Ocurría hace tres años, cuando mis pies no tocaban el suelo en la madrugada del Viernes Santo, sino que levitaban, y Zamora aparecía amanecida y se asomaba a las ventanas más hermosa que nunca, con Violeta y José Ignacio a mi lado, y Toño bajo Las Marías y David en La Caída. Amigos, hermanos, no sabéis cuánto, cómo estoy con vosotros en esta noche! Y Miguel al frente de su banda, la que rompe el cielo a las cinco en punto, Toño tirando de la procesión (qué buena estirpe nos dejó Balú!) y Carlitos, Mayo, Ruli, Sebi, Patxi, Nines, Sonia, Ernesto, Teresa y todos los compañeros de directiva que me regalaron, sin saberlo, uno de los días más bonitos de mi vida, más intensos. El más hermoso Viernes Santo. Unos continúan, otros no. Pero siempre estaréis conmigo, en mí. Siempre, pase lo que pase.
Con qué orgullo, con cuánto amor me quemaba aquella medalla de plata sobre el pecho mientras vivía como un sueño la mañana. Cómo siento ahora esa llamada de la tierra, la fuerza de esta madrugada que es mucho más que eso. La mañana es la mañana.
También tú, Ángel, que hoy nos despertarás desde ahí arriba, que hoy nos llamarás a la procesión más allá de la vida, en alguna de las estrellas, entre tantas como se dibujan y se multiplican en estos días terribles en el cielo. Cuídanos, que falta nos hace. Dile a tus chicos del Merlú que no dejen hoy de llamarnos por toda la ciudad. Ya están a punto de tocar el primero.
Escribo mientras mi corazón se pone la túnica de laval, porque el corazón no entiende de sexos, porque es mi túnica desde niña, y se echa la cruz a los hombros, el cíngulo de esparto a la cintura y corre apresurado hacia la Plaza, ahora que el mundo se detiene. Hay una riada de espíritus en danza pululando por la ciudad, abrazándose, esperándonos apostados a la puerta de la iglesia, junto a un Merlú en bronce que nos alienta a levantarnos eternamente, a permanecer en pie ante la vida. También ante esta vida que parece irreal.

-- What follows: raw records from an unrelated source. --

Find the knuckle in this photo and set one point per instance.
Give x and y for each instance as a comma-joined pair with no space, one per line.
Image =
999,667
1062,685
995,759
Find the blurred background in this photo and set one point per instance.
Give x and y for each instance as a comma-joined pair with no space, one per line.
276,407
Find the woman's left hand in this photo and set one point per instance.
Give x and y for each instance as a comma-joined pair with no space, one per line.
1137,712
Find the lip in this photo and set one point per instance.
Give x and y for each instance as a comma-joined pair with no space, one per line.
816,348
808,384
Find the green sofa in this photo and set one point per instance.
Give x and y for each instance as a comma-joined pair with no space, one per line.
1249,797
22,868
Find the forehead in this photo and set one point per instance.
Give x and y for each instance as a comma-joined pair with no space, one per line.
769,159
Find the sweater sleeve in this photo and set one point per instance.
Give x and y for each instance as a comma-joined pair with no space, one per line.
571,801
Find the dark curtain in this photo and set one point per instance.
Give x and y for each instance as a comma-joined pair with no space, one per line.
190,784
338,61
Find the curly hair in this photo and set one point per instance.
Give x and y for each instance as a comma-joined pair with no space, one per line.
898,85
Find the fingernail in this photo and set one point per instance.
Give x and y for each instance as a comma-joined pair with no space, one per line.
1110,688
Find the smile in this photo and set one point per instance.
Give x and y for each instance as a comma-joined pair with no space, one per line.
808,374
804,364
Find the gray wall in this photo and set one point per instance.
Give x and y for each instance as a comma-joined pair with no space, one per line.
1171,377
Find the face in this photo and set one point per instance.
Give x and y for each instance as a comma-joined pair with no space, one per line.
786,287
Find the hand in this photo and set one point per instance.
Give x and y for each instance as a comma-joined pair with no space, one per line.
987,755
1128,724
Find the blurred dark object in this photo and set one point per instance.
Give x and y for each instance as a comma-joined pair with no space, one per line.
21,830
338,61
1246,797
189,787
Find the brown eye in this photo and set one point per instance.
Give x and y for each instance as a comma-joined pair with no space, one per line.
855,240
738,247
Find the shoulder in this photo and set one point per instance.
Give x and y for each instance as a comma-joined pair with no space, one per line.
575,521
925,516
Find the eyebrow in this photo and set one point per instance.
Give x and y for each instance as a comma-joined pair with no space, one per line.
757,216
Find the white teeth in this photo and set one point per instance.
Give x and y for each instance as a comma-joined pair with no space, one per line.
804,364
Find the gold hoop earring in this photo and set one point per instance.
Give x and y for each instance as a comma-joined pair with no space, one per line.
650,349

Y en este silencio hiriente de la noche reconozco miles de pasos, la Zamora viva, la que se quiere, la que siente, la que ama, que ya se está echando a la calle con los cerrojos echados y los corazones abiertos de par en par. Hoy Zamora no duerme.
Nunca estuvimos tan contigo; nunca te sentimos tan dentro y descarnada, dulce Soledad.